Quote Originally Posted by Ginsengelf View Post
Hi, my guess my addLibraryPath() does not work as you expect is that the dependencies of your plugin are not handled by your Qt program (where you called addLibraryPath), but by the "normal" procedure, which relies on LD_LIBRARY_PATH and does not know about the addLibraryPath() call.

One alternative could be that you use static linking to link libTestLib.so.1 (or the corresponding .a file) to your plugin.
As for your "guess", this matches my observation. My expectation was, however, that when loading the shared library the Qt code somehow updates the LD_LIBRARY_PATH variable locally, then loads the library (with the typical linux-style dlopen() call and restores the environment variable afterwards. However, this won't work, as the man page for dlopen() clearly states:

• If, at the time that the program was started, the environment
variable LD_LIBRARY_PATH was defined to contain a colon-
separated list of directories, then these are searched. (As a
security measure, this variable is ignored for set-user-ID and
set-group-ID programs.)
So, as there is no other way to tell dlopen() where to search for (indirectly linked) shared libs, my setup won't work on Linux.

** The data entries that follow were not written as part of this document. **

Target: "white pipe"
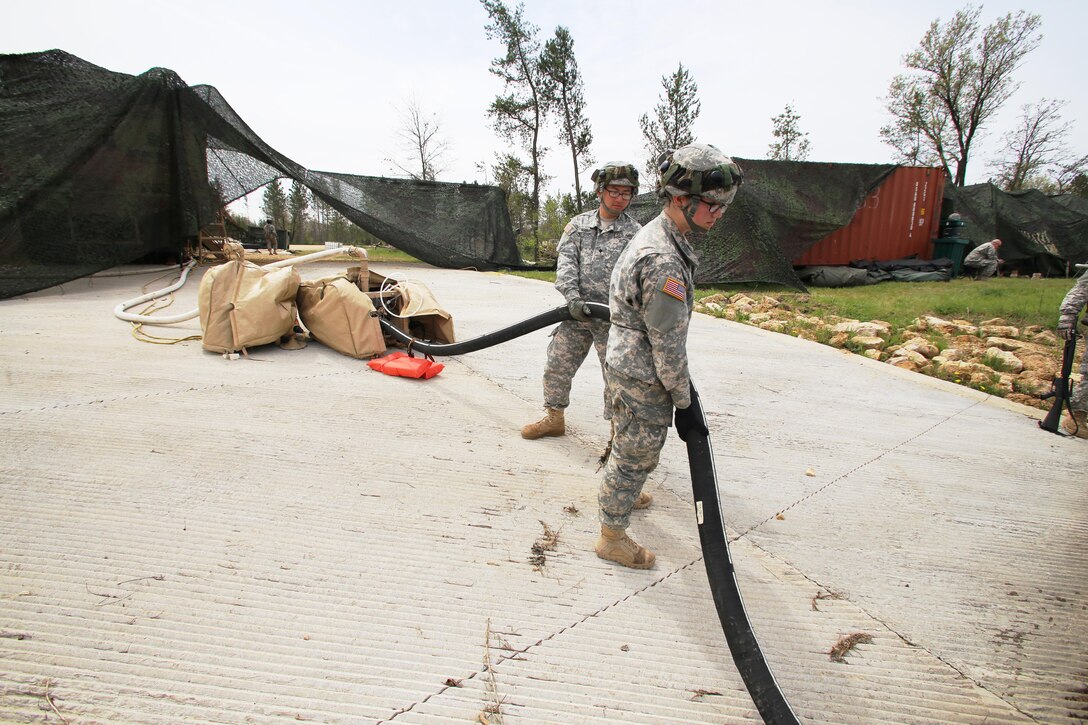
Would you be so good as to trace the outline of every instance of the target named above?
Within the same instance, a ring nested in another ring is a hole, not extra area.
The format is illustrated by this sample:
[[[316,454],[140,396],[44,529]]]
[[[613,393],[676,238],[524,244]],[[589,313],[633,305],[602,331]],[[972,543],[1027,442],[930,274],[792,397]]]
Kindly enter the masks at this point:
[[[101,272],[95,272],[90,275],[91,279],[99,279],[101,277],[131,277],[137,274],[155,274],[157,272],[169,272],[174,269],[181,269],[180,264],[168,264],[165,267],[152,267],[151,269],[125,269],[117,272],[107,272],[103,270]]]
[[[360,247],[337,247],[336,249],[325,249],[320,252],[314,252],[313,254],[306,254],[301,257],[294,257],[292,259],[285,259],[280,262],[266,264],[264,265],[264,267],[262,267],[262,269],[270,269],[273,267],[279,269],[281,267],[290,267],[294,264],[308,264],[310,262],[316,262],[319,259],[324,259],[325,257],[332,257],[337,254],[344,253],[347,253],[349,256],[352,257],[360,257],[362,259],[367,258],[366,250]],[[144,302],[150,302],[151,300],[158,297],[165,297],[174,290],[180,289],[181,286],[185,284],[186,278],[189,276],[189,270],[191,270],[195,265],[196,260],[191,260],[188,264],[186,264],[181,270],[181,277],[178,279],[177,282],[170,285],[169,287],[163,287],[161,290],[157,290],[155,292],[148,292],[146,295],[134,297],[131,300],[122,302],[121,304],[117,305],[113,308],[114,317],[125,320],[126,322],[143,322],[151,325],[173,325],[177,322],[184,322],[185,320],[193,319],[200,314],[200,308],[197,308],[195,310],[189,310],[188,312],[181,312],[176,315],[163,316],[137,315],[132,312],[126,312],[126,310],[128,310],[130,307],[135,307],[136,305],[143,304]]]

As for the suggestion to link all dependent libraries statically, this is - unfortunately- not possible in all cases due to licensing restrictions.

The only remaining option I see here is to somehow edit the DT_RUNPATH ELF variable in my library, as this seems to be the only remaining way to tell ldopen() where to search for libraries.
Anyway, this is not a Qt issue (anylonger), hence I'm closing the topic.